1622 The King's Prerogative - 2022 The Prime Minister's Prerogative
The Rt. Hon. the Lord Judge of Draycote will examine the constitutional struggles in the early part of the 17th Century and will suggest that there are a number of disturbing parallels today.
He will argue that, notwithstanding the sovereignty of Parliament, the steady accumulation and use of political and prerogative powers by recent Prime Ministers would have delighted the early Stuart kings and confounded Parliamentarians like Edward Coke and John Selden.
In 1622 James I dissolved Parliament, asserting by proclamation that the Commons had taken “inordinate liberties with our high prerogative“. In 2022, the Dissolution and Calling of Parliament Act was enacted. Its asserted purpose was the restoration of the prerogative power to dissolve Parliament. Speaking in support of an amendment to the Bill (later rejected by the Commons) that the dissolution process should require the agreement of a majority in the Commons, Lord Judge said: "We have become habituated - have we not? - to the steady, apparently unstoppable accumulation of power in No 10 Downing Street, and we have done so while simultaneously the authority and weight of Parliament itself, and the House of Commons in particular, have been diminishing.

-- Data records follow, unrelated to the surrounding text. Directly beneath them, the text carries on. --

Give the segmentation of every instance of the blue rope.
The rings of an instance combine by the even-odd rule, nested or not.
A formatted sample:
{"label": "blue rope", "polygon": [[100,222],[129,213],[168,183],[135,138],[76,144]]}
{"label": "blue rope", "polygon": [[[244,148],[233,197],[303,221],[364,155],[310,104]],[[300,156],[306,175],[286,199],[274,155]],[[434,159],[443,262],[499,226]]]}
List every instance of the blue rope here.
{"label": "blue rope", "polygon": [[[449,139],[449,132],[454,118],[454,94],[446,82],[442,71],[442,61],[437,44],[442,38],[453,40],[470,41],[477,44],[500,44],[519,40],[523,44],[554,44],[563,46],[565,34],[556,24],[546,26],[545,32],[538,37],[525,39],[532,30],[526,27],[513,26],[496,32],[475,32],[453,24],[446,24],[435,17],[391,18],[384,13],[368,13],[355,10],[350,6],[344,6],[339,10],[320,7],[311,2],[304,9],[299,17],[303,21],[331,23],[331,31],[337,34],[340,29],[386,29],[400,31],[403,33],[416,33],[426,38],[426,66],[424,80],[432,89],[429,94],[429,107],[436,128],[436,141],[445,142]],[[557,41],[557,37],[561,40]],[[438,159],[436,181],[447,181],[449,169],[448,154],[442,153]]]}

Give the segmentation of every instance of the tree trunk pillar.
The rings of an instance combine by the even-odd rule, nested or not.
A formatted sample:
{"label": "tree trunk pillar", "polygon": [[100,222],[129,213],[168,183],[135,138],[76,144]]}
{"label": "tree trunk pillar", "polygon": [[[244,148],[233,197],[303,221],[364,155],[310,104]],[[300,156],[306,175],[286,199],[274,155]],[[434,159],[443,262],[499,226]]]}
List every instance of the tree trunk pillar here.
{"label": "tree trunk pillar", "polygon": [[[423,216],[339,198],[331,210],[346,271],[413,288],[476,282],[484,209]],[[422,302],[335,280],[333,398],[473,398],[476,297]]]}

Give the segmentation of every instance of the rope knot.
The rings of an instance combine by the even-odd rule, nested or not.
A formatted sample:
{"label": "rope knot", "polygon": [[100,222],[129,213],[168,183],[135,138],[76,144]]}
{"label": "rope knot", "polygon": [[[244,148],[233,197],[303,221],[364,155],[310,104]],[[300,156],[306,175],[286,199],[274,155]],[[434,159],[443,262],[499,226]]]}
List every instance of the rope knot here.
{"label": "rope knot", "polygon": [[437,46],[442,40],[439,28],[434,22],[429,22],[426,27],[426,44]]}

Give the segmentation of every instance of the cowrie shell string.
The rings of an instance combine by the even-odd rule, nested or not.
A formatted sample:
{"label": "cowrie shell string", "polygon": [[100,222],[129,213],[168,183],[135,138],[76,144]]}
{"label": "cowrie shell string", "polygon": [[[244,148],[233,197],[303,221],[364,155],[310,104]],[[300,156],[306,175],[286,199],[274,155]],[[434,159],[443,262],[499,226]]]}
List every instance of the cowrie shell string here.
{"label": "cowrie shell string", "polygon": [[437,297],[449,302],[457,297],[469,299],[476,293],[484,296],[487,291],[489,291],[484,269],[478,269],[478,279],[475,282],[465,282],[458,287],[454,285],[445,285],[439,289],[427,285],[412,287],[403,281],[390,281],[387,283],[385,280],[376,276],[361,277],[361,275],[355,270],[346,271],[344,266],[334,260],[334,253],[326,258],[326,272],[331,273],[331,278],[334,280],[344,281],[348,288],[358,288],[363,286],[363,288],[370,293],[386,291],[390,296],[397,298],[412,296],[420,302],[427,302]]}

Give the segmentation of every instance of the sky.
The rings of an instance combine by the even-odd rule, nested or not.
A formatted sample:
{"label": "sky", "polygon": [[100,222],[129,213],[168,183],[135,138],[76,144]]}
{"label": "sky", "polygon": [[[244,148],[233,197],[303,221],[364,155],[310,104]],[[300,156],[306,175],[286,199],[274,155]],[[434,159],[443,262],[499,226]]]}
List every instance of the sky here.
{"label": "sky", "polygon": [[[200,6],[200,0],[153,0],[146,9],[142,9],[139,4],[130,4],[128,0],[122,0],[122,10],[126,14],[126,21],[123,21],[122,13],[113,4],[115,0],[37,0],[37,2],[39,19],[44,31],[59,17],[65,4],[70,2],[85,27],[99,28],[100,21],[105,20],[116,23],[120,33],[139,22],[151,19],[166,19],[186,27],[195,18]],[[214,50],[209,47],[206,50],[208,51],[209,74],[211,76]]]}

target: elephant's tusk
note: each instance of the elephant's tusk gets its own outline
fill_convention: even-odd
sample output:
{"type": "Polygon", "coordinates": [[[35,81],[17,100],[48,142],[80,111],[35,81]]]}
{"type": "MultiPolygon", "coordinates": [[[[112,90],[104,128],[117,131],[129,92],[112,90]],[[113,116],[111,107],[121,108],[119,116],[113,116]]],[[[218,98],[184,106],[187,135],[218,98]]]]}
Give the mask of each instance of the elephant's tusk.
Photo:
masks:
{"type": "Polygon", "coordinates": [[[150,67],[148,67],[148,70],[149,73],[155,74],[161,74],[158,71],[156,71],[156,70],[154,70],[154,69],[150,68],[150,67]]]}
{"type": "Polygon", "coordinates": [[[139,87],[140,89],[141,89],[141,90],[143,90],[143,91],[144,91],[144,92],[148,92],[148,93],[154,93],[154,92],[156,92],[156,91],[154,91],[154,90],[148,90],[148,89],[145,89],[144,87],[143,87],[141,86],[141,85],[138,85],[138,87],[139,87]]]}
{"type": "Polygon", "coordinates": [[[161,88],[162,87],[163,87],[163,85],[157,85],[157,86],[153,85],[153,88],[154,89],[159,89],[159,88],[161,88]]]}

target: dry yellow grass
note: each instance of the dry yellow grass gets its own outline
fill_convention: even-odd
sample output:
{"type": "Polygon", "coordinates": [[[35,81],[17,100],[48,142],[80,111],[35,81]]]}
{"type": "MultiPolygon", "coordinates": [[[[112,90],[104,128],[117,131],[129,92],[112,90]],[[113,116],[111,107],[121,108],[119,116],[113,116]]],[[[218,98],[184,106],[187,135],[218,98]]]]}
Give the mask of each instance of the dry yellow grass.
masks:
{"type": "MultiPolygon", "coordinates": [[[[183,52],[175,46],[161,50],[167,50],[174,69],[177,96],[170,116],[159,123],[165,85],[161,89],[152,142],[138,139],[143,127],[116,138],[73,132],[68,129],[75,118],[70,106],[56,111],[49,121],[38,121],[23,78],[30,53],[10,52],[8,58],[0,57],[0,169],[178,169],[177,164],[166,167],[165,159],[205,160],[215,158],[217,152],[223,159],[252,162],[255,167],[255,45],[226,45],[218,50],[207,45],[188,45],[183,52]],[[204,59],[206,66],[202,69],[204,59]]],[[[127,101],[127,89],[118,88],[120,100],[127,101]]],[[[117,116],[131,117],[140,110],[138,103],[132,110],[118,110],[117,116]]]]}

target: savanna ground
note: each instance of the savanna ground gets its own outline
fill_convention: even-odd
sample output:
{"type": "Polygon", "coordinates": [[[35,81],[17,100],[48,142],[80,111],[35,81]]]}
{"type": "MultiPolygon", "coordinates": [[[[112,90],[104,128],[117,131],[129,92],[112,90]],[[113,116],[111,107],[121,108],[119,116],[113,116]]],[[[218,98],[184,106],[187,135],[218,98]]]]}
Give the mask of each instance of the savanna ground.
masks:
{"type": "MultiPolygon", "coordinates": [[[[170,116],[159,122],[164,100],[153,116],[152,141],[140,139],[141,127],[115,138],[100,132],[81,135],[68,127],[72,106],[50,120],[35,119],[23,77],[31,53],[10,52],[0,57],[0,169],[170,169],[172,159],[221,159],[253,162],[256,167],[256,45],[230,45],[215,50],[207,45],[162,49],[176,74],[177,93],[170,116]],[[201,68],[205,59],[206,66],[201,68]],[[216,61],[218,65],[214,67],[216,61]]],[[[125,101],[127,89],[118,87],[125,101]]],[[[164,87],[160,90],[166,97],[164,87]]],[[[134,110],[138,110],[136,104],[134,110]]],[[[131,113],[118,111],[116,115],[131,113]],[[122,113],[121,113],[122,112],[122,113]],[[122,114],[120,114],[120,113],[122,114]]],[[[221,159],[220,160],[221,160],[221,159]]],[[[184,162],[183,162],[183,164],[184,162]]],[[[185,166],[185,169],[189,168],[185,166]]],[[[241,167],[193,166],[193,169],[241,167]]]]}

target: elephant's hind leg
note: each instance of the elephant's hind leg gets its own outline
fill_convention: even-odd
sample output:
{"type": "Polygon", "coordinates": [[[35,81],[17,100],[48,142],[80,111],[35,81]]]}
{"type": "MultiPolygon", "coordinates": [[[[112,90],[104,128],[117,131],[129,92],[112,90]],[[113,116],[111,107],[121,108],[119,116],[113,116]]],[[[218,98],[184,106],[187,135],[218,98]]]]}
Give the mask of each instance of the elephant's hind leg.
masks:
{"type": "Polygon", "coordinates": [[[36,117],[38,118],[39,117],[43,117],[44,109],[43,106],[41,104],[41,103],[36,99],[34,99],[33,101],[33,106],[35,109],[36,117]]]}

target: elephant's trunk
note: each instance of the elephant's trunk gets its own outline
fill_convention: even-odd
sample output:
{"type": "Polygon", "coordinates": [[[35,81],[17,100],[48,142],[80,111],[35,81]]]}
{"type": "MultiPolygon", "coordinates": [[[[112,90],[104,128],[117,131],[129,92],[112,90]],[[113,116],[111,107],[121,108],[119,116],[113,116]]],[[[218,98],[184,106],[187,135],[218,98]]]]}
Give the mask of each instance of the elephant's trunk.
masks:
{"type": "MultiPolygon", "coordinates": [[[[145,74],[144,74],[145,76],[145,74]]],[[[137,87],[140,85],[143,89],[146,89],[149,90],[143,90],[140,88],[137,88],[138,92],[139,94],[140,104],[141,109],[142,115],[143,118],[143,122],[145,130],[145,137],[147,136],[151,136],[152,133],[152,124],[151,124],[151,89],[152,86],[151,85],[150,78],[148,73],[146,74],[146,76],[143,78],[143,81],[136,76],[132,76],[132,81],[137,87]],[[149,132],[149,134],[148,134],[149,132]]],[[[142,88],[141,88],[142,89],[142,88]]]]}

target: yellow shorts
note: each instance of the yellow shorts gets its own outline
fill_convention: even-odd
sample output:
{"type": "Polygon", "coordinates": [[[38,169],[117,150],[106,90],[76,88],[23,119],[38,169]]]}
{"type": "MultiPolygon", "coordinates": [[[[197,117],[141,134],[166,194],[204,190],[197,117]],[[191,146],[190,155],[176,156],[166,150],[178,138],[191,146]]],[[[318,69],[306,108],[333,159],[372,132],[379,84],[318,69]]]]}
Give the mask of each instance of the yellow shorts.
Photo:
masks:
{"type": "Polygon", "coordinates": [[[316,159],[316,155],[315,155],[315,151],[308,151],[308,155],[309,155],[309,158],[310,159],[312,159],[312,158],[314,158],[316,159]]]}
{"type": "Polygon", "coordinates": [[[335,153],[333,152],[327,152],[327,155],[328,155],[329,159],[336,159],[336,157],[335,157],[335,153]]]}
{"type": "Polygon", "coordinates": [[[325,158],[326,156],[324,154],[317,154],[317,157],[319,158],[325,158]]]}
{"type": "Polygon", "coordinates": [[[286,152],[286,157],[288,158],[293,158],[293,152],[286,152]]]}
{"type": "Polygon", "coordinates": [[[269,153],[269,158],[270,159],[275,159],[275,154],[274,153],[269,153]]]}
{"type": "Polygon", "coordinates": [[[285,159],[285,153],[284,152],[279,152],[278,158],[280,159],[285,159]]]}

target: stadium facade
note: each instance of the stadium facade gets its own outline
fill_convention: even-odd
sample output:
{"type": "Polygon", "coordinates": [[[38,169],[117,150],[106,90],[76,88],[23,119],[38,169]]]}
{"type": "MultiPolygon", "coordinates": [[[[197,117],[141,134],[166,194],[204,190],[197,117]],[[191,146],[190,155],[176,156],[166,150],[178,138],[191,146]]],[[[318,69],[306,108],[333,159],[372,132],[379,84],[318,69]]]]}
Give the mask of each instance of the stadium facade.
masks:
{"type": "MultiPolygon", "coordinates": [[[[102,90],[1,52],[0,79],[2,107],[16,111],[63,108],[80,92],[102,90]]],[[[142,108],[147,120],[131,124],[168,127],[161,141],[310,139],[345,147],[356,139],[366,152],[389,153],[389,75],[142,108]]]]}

It is astonishing to think that we are now proposing to resurrect the medieval concept of the prerogative, the concept on which the divine right of kings was based. King James and King Charles, just across the road, will be laughing as they turn in their graves." In and around 1622 the early Stuart kings asserted the divine right of kings and the dispensability of Parliament. Over the centuries the sovereignty of Parliament has triumphed as the fundamental principle of our unwritten constitution.